Welcome to Short story

short story detail

Toko Kebutuhan Hewan Happy Paws

by PAULA HARRISON

Toko Kebutuhan Hewan Happy Paws


Kitty mengikutinya dari jarak yang aman. Dia mendongak untuk membaca plang nama toko yang disinari lampu jalan. “Toko Ke-butuhan Hewan Happy Paws.” Dia membaca dengan bersuara. “Menurut kalian, dia tinggal di sini?”

Mata Pumpkin melotot. “Mungkin dia mencuri untuk tuannya.”

“Aneh sekali!” kata Figaro. “Aku belum pernah mendengar tentang
toko ini. Sepertinya toko ini baru buka beberapa bulan lalu.”
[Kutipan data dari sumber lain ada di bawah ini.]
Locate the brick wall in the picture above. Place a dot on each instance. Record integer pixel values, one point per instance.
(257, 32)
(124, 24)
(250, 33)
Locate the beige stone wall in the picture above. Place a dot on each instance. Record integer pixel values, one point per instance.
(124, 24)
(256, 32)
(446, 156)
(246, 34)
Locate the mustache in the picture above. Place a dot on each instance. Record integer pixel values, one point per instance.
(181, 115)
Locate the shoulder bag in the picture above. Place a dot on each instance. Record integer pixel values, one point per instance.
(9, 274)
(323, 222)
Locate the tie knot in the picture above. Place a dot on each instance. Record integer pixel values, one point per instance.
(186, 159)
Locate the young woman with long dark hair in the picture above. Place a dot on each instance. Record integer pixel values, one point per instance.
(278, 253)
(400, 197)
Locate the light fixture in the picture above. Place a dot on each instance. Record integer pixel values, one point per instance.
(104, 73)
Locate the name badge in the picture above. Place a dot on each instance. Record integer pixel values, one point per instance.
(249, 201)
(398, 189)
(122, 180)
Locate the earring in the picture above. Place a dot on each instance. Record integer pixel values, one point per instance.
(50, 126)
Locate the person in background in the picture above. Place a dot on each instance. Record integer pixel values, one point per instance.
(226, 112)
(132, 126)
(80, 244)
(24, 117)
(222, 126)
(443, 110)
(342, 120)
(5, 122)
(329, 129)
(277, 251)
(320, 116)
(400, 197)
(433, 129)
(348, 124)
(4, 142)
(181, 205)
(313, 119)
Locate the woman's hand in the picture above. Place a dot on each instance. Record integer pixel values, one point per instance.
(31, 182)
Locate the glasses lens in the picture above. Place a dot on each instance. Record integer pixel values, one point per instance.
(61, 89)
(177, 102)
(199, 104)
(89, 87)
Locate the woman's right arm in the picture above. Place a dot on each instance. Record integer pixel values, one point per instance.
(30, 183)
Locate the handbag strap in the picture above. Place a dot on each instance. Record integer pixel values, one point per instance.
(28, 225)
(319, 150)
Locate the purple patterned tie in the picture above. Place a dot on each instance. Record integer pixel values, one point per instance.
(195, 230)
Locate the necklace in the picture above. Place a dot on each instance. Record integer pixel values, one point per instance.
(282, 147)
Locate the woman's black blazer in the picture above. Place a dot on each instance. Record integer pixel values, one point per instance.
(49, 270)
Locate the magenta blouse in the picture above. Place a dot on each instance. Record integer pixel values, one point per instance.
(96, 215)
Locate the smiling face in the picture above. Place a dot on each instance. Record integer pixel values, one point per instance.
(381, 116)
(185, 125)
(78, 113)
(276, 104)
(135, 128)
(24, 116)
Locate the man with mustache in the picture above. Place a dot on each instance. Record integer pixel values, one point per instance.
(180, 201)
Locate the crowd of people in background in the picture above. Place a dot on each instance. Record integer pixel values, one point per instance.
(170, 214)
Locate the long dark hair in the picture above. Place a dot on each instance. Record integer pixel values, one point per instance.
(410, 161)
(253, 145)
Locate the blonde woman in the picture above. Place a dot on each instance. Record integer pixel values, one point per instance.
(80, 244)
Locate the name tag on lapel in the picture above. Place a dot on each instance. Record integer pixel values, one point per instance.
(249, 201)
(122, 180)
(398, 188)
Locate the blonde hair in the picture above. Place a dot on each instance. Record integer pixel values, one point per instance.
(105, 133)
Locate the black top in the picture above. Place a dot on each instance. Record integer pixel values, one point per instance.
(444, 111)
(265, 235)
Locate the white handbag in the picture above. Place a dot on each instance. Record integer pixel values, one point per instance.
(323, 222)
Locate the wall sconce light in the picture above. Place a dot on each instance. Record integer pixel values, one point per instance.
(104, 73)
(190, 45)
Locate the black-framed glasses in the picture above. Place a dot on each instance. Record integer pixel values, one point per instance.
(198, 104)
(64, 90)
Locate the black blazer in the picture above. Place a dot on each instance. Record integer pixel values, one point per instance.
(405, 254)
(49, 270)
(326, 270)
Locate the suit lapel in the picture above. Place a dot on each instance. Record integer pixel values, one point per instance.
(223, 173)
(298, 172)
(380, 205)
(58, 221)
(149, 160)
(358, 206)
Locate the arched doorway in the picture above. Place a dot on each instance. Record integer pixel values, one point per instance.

Cleo mendengus. Bulu abu-abunya bersemu oranye tertimpa cahaya lampu jalan. “Seharusnya aku bekerja lebih baik. Aku tidak cukup baik mengawasi museum. Aku harus memperbaiki situasi ini!”

“Kamu sudah bekerja dengan baik,” ujar Kitty kepada Cleo. “Maaf aku membuatmu terus mengobrol! Ayo, kita periksa jendela-jendela ini dan menemukan cara terbaik untuk masuk.”
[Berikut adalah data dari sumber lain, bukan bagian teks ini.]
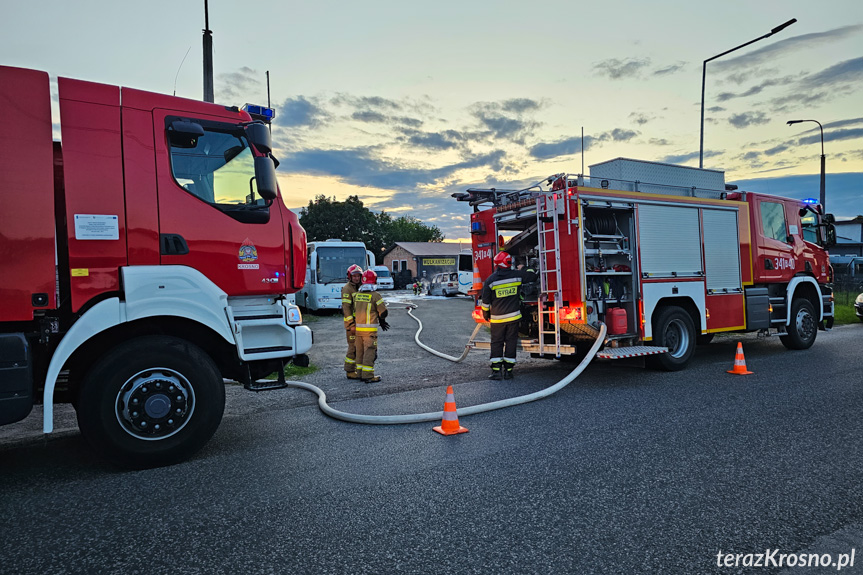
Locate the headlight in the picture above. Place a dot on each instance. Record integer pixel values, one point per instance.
(294, 315)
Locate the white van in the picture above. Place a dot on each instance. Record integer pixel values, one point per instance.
(385, 279)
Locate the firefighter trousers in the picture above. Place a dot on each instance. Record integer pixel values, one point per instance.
(351, 355)
(504, 337)
(367, 353)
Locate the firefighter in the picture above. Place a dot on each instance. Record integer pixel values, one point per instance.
(501, 306)
(369, 311)
(355, 276)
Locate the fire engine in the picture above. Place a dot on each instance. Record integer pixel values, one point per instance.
(146, 257)
(665, 255)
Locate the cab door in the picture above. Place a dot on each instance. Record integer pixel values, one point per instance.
(210, 216)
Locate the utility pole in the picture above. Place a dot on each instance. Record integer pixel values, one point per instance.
(208, 56)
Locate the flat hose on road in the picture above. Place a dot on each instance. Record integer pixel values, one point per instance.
(438, 415)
“Ide cemerlang! Jika kita bisa menjebak si pencuri―” Cleo terdiam karena pintu toko terbuka lagi.

Anjing pencuri melesat keluar, matanya melebar dan berkaca-kaca. Dia berlari cepat di sepanjang jalan dan menghilang dalam kegelapan.

“Dia tidak membawa patung harimau emas lagi,” seru Kitty. “Dia pasti meninggalkannya di dalam!”

“Ada jalan masuk di sebelah sana.” Figaro menunjuk jendela yang terbuka tepat di bawah atap.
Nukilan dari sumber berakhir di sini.